Reinforcement learning (RL) can be a tool for designing policies and controllers for robotic systems. However, the cost of real-world samples remains prohibitive as many RL algorithms require a large number of samples before learning useful policies. Simulators are one way to decrease the number of required real-world samples, but imperfect models make deciding when and how to trust samples from a simulator difficult. This project presents a framework, called Multi-Fidelity Reinforcement Learning (MFRL), for efficient RL in a scenario where multiple simulators of a target task are available, each with varying levels of fidelity. The framework is designed to limit the number of samples used in each successively higher-fidelity/cost simulator by allowing a learning agent to choose to run trajectories at the lowest level simulator that will still provide it with useful information. Theoretical proofs of the framework's sample complexity are given and empirical results are demonstrated on a remote controlled car with multiple simulators. The approach enables RL algorithms to find near-optimal policies in a physical robot domain with fewer expensive real-world samples than previous transfer approaches or learning without simulators.

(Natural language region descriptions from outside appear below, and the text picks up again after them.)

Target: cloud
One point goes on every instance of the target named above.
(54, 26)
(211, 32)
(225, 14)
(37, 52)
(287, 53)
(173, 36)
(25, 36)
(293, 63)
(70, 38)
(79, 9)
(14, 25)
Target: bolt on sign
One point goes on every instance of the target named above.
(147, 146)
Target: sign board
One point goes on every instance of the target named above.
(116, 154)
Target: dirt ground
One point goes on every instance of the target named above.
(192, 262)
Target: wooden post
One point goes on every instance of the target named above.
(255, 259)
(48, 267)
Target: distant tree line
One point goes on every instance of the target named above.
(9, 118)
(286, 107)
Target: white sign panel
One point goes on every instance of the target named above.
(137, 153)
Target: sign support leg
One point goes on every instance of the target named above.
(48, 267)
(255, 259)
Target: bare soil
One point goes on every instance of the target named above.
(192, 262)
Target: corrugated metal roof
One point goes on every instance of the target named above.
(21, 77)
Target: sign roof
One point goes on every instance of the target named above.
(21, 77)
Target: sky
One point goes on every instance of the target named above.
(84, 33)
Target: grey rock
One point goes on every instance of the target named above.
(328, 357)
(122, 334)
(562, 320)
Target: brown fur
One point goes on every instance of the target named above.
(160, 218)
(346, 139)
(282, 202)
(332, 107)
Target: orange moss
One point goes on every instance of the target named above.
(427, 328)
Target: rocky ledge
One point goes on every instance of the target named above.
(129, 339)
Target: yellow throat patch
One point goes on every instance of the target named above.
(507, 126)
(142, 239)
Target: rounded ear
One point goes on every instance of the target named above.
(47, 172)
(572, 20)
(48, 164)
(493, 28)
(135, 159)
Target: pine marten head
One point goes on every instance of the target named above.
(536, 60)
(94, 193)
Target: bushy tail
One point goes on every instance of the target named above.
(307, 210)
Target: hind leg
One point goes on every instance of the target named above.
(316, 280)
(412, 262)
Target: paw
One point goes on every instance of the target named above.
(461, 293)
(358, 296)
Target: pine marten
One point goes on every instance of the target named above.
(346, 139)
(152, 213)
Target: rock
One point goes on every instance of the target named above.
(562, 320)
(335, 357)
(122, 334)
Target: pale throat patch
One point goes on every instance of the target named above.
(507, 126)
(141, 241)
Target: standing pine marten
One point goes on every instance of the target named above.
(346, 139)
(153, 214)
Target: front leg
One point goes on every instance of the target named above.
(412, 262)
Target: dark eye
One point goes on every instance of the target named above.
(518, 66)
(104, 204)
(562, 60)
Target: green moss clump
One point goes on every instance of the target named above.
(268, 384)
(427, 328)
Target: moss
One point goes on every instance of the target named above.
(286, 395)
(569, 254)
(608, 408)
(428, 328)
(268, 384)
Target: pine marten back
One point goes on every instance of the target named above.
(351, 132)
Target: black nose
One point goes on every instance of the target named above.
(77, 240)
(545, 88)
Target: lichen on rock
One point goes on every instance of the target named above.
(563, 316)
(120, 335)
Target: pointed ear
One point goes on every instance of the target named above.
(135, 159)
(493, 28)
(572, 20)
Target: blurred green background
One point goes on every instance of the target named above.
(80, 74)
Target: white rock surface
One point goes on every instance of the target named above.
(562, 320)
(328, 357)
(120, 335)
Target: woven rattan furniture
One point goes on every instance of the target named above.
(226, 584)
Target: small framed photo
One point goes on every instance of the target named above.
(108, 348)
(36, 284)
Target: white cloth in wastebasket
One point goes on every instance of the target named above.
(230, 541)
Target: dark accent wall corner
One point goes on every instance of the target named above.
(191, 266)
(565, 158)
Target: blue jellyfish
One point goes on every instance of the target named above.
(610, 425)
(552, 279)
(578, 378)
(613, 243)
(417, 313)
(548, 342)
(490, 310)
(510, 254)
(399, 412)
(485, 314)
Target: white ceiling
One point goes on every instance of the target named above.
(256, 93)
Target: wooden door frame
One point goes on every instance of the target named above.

This simple toy domain illustrates the progression of the algorithm. On the right, the 'real' world consists of an agent starting in the lower-left corner of the grid world and trying to find a policy to lead it to the upper-right goal region. Negative reward is a accumulated in the puddle. The worlds on the right consist of low- and medium-fidelity models of the real world. The learning agent transitions between levels several times, leveraging the lower-fidelity worlds to learn an optimal policy in the real world while minimizing the steps taken there.
The MFRL framework is demonstrated in this real-world remote-controlled (RC) car domain. The RC car learns a policy for quickly racing around a track by efficiently utilizing two available simulators.
Recently, we have extended the MFRL framework to include domains with continuous representations of the states and actions. Here, an inverted pendulum is balanced by using simulated data as a prior for both policy parameters the dynamics model. Using the simulated data leads to learning with 3 times less data than without using a simulator.